= Ramona Brooks =

American actress (1951 - 2014)

Ramona L. Brooks (January 8, 1951 – June 2, 2014) was an American singer and actress. A member of Lady Flash, Barry Manilow's backup group, she sang on his 1975 Album Tryin' to Get the Feeling. She also performed on Lizzy Mercier Descloux's 1979 album Press Color. Tom Spahn was her vocal coach.

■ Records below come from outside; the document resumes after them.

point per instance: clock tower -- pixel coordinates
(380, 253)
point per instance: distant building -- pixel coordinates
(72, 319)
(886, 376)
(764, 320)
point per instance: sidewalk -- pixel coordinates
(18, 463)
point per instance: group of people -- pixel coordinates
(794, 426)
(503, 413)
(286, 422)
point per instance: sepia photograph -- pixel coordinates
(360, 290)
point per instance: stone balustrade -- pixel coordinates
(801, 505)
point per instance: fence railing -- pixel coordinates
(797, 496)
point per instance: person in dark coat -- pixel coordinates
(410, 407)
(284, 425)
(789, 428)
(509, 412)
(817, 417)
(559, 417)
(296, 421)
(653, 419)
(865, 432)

Her 1977 solo single Skinnydippin hit 94 on what is now the Billboard Hot R&B/Hip-Hop Songs chart, and I Don't Want You Back reached 55 on the U.S. Dance Club Songs chart in 1981. On Broadway, she appeared with Doug Henning in The Magic Show at the Cort Theater, and with Billy Dee Williams in I Have a Dream, at the Ambassador Theater in 1976. Her brief movie career included appearing as "Hooker #1" in the 1980 Frank Sinatra vehicle The First Deadly Sin and as "Hooker #2" in 1983's Vigilante. Her brother Paul Stubblefield was the drummer for the 1970s Cleveland Jazz/Funk group Sounds of Unity and Love, her cousin is Hammond organ player Ike Stubblefield. She died of cancer in a hospice facility in Oregon.